Ulster County Executive Mike Hein Urges Everyone to “Be Tick Free” When Enjoying Outdoor Activities
Ulster County - During the warmer months, most Ulster County residents cannot wait to leave the house and spend time outdoors. Many tourists also travel to Ulster County to enjoy the area’s natural beauty. However, because of the risk of tick-borne illnesses - including Lyme Disease - it is crucial that everyone learn to be tick-free. To accomplish this goal, Ulster County Executive Mike Hein and the Ulster County Department of Health are working hard to raise awareness of tick-borne diseases and the importance of prevention.
“A little bit of prevention can help residents and visitors safely enjoy all of the magnificent parks, trails, wilderness areas and outdoor activities in Ulster County,” said County Executive Mike Hein. “I encourage everyone to take note of, and practice the guidelines outlined by our Health Department.”
In addition to Lyme disease, infected ticks can transmit diseases including Rocky Mountain spotted fever, babesiosis and ehrlichiosis. The effects of these diseases can be severe. Generally, if you remove an attached deer tick within 36 hours, the risk of Lyme Disease infection is greatly reduced. Tick Prevention and Removal Guidelines:
·In wooded and grassy areas, wear light-colored clothing (to spot ticks better) and tuck pants into socks and shirt into pants.
·Every two to three hours outdoors’ check for ticks on clothing or skin. Brush off any ticks on clothing before they attach to your skin.
·Do a thorough tick check of your entire body at the end of the day. Pay particular attention to the back of the knees, behind the ears, the scalp, the arm pits and your back. Check your kids and pets too.
·To remove a tick: Using tweezers, grasp the tick near the mouthparts, as close to the skin as possible. Pull the tick in a steady, upward motion away from the skin. Don’t squeeze, crush or puncture the body of the tick, which may contain infectious fluids.

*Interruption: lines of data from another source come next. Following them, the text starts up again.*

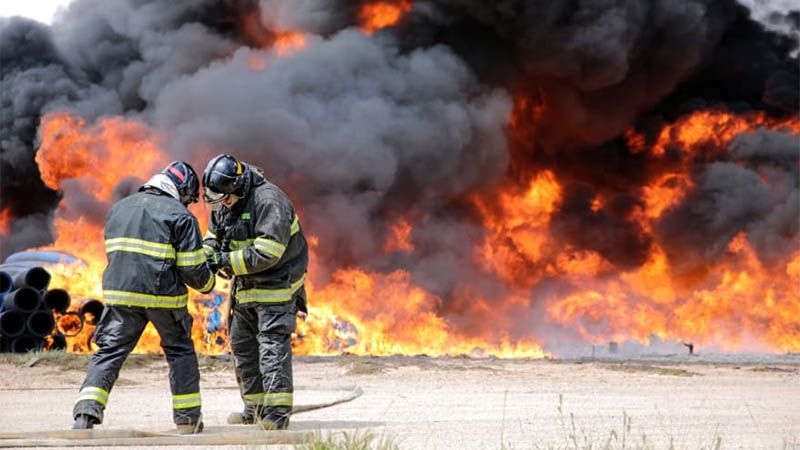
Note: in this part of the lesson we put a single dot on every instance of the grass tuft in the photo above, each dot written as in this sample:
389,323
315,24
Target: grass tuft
359,440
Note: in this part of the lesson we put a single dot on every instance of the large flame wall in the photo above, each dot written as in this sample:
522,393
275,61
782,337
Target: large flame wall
472,180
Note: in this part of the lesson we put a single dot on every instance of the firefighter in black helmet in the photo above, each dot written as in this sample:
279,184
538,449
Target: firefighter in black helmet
255,237
154,250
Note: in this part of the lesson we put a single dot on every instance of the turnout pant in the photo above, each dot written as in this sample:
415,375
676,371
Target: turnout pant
117,333
261,345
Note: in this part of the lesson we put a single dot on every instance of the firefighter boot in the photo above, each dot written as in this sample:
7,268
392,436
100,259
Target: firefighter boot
246,417
190,428
84,422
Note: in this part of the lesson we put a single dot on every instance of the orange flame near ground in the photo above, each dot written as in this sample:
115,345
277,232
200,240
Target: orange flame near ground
378,15
5,220
736,303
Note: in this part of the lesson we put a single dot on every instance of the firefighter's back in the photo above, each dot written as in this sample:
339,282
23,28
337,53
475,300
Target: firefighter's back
141,257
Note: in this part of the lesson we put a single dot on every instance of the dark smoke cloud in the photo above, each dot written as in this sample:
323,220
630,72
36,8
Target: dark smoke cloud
374,131
409,123
606,231
99,58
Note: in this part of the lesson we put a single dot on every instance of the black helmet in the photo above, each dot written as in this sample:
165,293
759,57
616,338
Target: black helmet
185,179
224,175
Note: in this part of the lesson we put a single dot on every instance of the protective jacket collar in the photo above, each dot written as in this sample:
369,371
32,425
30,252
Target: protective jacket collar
162,183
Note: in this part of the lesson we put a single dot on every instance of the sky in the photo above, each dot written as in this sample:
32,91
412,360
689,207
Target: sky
41,10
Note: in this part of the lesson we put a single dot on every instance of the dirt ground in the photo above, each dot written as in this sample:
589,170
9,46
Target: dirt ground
461,403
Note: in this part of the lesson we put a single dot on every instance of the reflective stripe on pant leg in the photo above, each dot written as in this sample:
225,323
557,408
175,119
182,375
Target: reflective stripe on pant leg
183,401
279,399
244,346
97,394
174,328
275,327
118,330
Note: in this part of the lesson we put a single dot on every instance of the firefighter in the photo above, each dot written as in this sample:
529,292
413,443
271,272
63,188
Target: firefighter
254,236
154,250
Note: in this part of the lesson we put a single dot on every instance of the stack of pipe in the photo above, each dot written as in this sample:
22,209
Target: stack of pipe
27,307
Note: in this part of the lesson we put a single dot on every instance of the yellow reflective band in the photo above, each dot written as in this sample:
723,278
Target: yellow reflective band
238,245
186,401
125,298
209,284
278,399
93,393
190,258
270,247
254,399
154,249
269,295
237,262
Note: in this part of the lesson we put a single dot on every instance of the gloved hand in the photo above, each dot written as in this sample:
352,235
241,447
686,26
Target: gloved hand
212,258
223,262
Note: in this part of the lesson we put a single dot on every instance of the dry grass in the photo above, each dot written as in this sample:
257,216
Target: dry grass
651,369
359,440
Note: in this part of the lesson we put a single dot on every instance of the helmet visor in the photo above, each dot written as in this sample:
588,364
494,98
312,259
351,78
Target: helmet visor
212,198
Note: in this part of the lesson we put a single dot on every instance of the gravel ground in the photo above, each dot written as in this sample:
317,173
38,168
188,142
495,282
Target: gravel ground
448,403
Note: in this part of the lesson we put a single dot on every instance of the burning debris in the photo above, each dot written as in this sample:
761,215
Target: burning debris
27,307
471,175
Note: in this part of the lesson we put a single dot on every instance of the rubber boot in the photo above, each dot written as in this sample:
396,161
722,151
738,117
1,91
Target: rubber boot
84,422
236,418
190,428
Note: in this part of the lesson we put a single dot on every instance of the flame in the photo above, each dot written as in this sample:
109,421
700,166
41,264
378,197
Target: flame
5,220
714,130
735,302
518,222
384,314
378,15
98,156
289,42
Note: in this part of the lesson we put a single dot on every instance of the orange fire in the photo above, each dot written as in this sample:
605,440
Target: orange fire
97,156
714,127
735,303
378,15
5,220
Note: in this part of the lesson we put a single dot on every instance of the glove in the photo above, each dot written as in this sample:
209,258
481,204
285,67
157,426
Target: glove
224,268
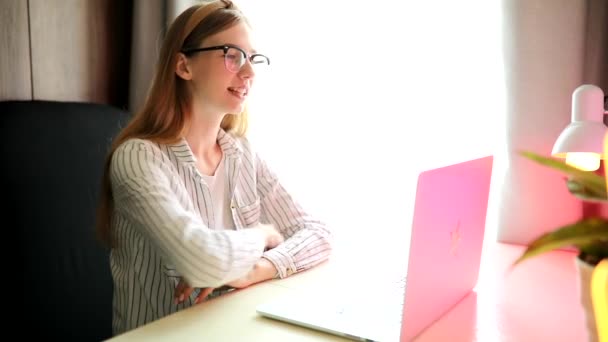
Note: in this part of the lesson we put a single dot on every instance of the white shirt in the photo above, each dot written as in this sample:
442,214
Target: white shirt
220,196
165,226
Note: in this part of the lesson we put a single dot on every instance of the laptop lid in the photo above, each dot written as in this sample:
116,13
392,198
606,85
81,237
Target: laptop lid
447,241
444,258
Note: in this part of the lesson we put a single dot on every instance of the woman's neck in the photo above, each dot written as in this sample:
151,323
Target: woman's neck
202,139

·After removing the tick, disinfect the bite area with soap, rubbing alcohol or hydrogen peroxide. Wash your hands carefully. Record the date and location of the tick bite. If a rash appears or if you experience flu-like symptoms over the next 30 days, contact your health care provider immediately.
·Consider using insect repellents to reduce tick bites. Follow label instructions carefully. Use repellents only in small amounts and avoid unnecessary repeat applications. Do not apply near eyes, nose or mouth and use sparingly around ears. Children may be at greater risk for reactions to repellents, in part because their exposure may be greater. Do not apply repellents directly to children. Apply to your own hands and then put it on the child. Do not apply to the hands of small children.